Release and Section 409A
The receipt of any severance benefits pursuant to this letter will be subject to your signing and not revoking a release of any and all claims, in a form prescribed by RealNetworks (the "Release") and provided that such Release becomes effective and irrevocable no later than sixty (60) days following the termination date (such deadline, the "Release Deadline"). If you do not execute the Release on or prior to the date set forth in the Release for you to consider it, you will forfeit any rights to severance benefits under this letter. No severance benefits will be paid or provided until the Release becomes effective and irrevocable. Upon the Release becoming effective, any payments delayed from the date you terminate employment through the effective date of the Release will be payable in a lump sum without interest on the first payroll date after the Release becomes effective and irrevocable.
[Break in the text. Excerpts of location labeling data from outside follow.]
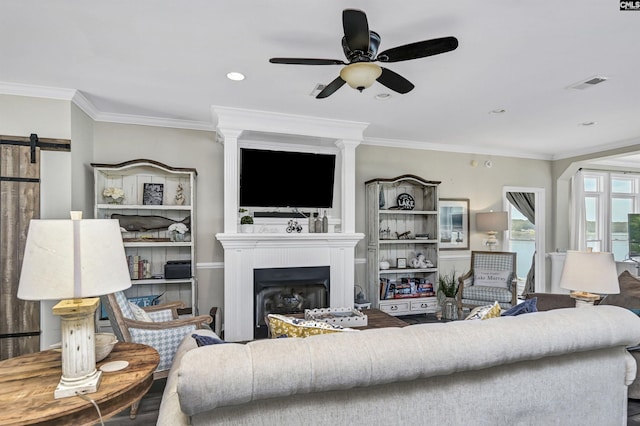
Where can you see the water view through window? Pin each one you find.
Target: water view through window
(522, 237)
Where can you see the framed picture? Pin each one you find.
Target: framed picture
(454, 223)
(152, 195)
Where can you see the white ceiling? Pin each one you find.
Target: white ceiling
(168, 59)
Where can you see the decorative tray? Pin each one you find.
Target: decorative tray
(346, 317)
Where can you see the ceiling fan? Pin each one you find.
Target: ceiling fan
(361, 49)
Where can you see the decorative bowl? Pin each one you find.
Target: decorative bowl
(104, 344)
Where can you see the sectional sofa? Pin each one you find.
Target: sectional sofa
(561, 367)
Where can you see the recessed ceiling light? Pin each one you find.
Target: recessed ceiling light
(235, 76)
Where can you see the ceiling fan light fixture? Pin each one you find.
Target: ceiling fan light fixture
(235, 76)
(360, 75)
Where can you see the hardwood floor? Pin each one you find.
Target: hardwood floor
(148, 412)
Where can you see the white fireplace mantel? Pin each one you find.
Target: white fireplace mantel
(245, 252)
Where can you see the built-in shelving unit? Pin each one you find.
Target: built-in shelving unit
(402, 222)
(146, 237)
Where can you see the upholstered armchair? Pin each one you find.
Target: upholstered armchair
(492, 278)
(157, 326)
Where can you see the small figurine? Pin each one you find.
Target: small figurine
(179, 195)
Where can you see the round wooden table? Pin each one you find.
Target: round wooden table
(27, 383)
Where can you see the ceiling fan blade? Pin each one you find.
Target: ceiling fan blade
(419, 49)
(306, 61)
(395, 81)
(330, 88)
(356, 29)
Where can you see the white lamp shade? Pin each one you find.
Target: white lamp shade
(492, 221)
(593, 272)
(53, 270)
(360, 75)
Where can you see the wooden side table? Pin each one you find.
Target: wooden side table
(27, 384)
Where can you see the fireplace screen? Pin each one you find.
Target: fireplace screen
(286, 291)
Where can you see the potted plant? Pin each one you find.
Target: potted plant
(447, 289)
(246, 223)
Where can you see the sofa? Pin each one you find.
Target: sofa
(560, 367)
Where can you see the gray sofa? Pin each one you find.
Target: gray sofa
(561, 367)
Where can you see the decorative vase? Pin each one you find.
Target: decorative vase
(177, 237)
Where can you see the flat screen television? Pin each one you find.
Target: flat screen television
(633, 223)
(286, 179)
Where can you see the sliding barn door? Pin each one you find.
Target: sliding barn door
(19, 203)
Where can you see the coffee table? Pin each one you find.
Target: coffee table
(27, 383)
(375, 319)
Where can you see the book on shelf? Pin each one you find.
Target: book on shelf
(139, 268)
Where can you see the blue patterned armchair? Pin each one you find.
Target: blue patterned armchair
(492, 278)
(158, 326)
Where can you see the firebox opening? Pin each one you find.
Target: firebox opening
(286, 291)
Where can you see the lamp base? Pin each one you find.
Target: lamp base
(88, 384)
(79, 374)
(584, 298)
(492, 241)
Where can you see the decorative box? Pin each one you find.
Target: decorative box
(177, 269)
(346, 317)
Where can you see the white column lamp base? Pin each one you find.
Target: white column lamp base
(79, 374)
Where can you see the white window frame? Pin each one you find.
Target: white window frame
(604, 196)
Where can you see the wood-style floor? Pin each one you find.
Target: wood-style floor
(148, 412)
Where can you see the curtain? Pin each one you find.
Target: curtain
(524, 202)
(577, 220)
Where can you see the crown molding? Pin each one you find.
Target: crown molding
(154, 121)
(601, 149)
(82, 102)
(462, 149)
(29, 90)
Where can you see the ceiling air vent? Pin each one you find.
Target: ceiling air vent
(590, 82)
(319, 88)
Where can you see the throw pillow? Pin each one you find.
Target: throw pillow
(139, 313)
(528, 306)
(485, 312)
(629, 296)
(281, 326)
(206, 340)
(489, 278)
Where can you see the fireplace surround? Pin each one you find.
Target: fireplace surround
(287, 291)
(243, 253)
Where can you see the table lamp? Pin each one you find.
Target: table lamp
(76, 260)
(589, 274)
(492, 223)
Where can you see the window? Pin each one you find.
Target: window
(603, 200)
(522, 240)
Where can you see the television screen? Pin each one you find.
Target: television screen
(634, 234)
(286, 179)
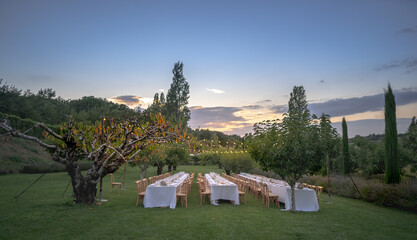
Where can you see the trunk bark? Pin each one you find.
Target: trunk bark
(328, 177)
(84, 188)
(293, 208)
(124, 177)
(159, 170)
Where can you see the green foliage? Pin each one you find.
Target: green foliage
(46, 108)
(392, 166)
(210, 159)
(177, 97)
(328, 141)
(236, 162)
(368, 156)
(409, 144)
(345, 148)
(289, 148)
(403, 195)
(175, 155)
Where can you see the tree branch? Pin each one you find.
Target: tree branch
(15, 133)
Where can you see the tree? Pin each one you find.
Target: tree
(345, 148)
(177, 97)
(175, 155)
(157, 157)
(392, 166)
(410, 143)
(107, 147)
(287, 147)
(328, 140)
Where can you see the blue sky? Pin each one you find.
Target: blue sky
(241, 58)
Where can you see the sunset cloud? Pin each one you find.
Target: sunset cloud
(359, 111)
(131, 101)
(215, 91)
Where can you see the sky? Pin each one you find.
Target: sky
(241, 58)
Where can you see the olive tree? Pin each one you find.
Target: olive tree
(287, 147)
(108, 146)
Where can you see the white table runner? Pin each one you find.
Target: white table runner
(164, 196)
(222, 189)
(305, 199)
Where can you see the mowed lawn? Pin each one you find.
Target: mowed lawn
(45, 212)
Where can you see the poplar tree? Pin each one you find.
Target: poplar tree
(345, 148)
(392, 166)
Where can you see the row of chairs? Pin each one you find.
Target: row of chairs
(143, 184)
(159, 177)
(260, 189)
(203, 188)
(182, 191)
(185, 189)
(242, 186)
(318, 190)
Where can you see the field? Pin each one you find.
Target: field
(45, 212)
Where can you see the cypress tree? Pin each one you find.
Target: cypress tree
(345, 148)
(392, 167)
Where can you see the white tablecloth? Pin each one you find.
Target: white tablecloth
(305, 199)
(164, 196)
(222, 189)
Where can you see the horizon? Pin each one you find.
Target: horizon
(241, 58)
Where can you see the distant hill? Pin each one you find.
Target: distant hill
(16, 153)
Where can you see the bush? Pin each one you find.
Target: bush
(403, 195)
(236, 162)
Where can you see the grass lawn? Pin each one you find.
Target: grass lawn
(44, 212)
It is the intent of this letter that all payment and benefits hereunder comply with or be exempt from the requirements of Section 409A of the Internal Revenue Code of 1986, as amended, and the final regulations and any guidance promulgated thereunder and any applicable state law requirements ("Section 409A") so that none of the payments and benefits to be provided under this letter will be subject to the additional tax imposed under Section 409A, and any ambiguities or ambiguous terms herein will be interpreted to be exempt or so comply. Each payment and benefit payable under this letter is intended to constitute a separate payment for purposes of Section 1.409A-2(b)(2) of the Treasury Regulations. You and RealNetworks agree to work together in good faith to consider amendments to this letter and to take such reasonable actions which are necessary, appropriate or desirable to avoid imposition of any additional tax or income recognition prior to actual payment to you under Section 409A. Notwithstanding anything to the contrary in this letter, no severance pay or benefits to be paid or provided to you, if any, pursuant to this letter that, when considered together with any other severance payments or separation benefits, are considered deferred compensation under Section 409A (together, "Deferred Compensation") or otherwise would be exempt from Section 409A pursuant to Treasury Regulation Section 1.409A-1(b)(9) will be paid or otherwise provided until you have a "separation from service" within the meaning of Section 409A. However, unless a later date is required by the next sentence, any severance payments or benefits under this letter that would be considered Deferred Compensation will be paid on, or, in the case of installments, will not commence until, the sixtieth (60th) day following your separation from service and any installment payments that would have been made to you during the sixty (60) day period immediately following your separation from service but for this sentence will be paid to you on the sixtieth (60th) day
Exhibit 10.27
following your separation from service and the remaining payments shall be made as provided in this letter. Further, if at the time of your termination of employment, you are a "specified employee" within the meaning of Section 409A, payment of such Deferred Compensation will be delayed to the extent necessary to avoid the imposition of the additional tax imposed under Section 409A, which generally means that you will receive payment on the first payroll date that occurs on or after the date that is six (6) months and one (1) day following your termination of employment, or your death, if earlier.